Menimbang Constitutional Complaints Sebagai Wewenang Tambahan Mahkamah Konstitusi

Sejak awal berdirinya, hingga pertengahan tahun 2010, Mahkamah Konstitusi RI ternyata cukup banyak menerima pengajuan permohonan pengujian undang-undang yang secara substansial merupakan constitutional complaint atau terkait permasalahan yang dapat diselesaikan dengan menggunakan mekanisme constitutional question.
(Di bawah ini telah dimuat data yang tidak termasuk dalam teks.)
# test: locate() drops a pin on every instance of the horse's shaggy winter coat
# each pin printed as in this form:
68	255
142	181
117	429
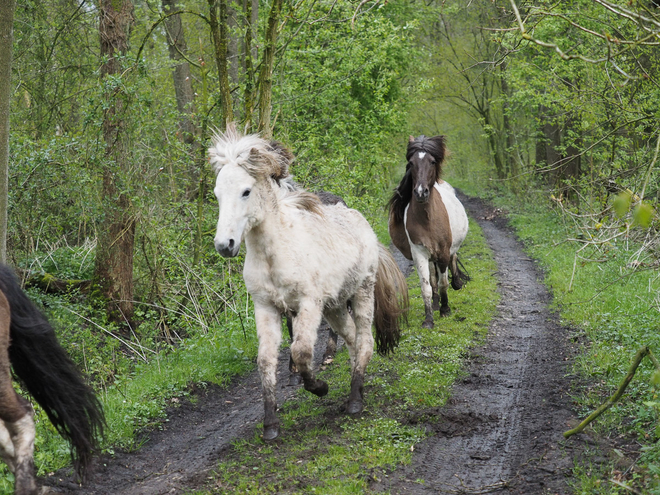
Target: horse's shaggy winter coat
306	259
428	223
Namun, seperti yang telah diungkapkan di atas, kewenangan Mahkamah Konstitusi RI ditentukan secara limitatif dalam UUD 1945 tanpa menyebutkan kewenangan constitutional complaint, sehingga banyak dari permohonan tersebut dinyatakan “tidak dapat diterima” (niet ontvankelijk verklaard) dengan alasan Mahkamah Konstitusi tidak berwenang untuk mengadilinya.

 Pada praktiknya di Mahkamah Konstitusi, perkara-perkara tersebut menggunakan pengujian undang-undang sebagai pintu masuk untuk pemeriksaannya. Bahkan, pada tahun 2010 terdapat perkara mengenai Pencabutan Surat Edaran Presidium Kabinet Ampera Nomor SE.06/Pres.Kab/ 6/1967 tanggal 28 Juni 1967 tentang Masalah Cina (Nomor 24/PUU-VIII/2010) diajukan oleh seorang anggota DPR yang secara substansial merupakan constitutional complaint. Perkara tersebut dinyatakan tidak dapat diterima oleh Mahkamah Konstitusi. Dari banyaknya jenis perkara demikian, menunjukkan bahwa hingga delapan tahun Mahkamah Konstitusi dibentuk, perkaraperkara yang mengandung unsur constitutional complaint tetap berdatangan ke Mahkamah Konstitusi. Keadaan tersebut terjadi karena belum ada mekanisme atau jalan lain yang dapat diambil para pencari keadilan atau warga negara yang dilanggar hak konstitusionalnya, sehingga para pemohon menggunakan pintu masuk pengujian undang-undang agar permasahannya dapat diadili Mahkamah Konstitusi.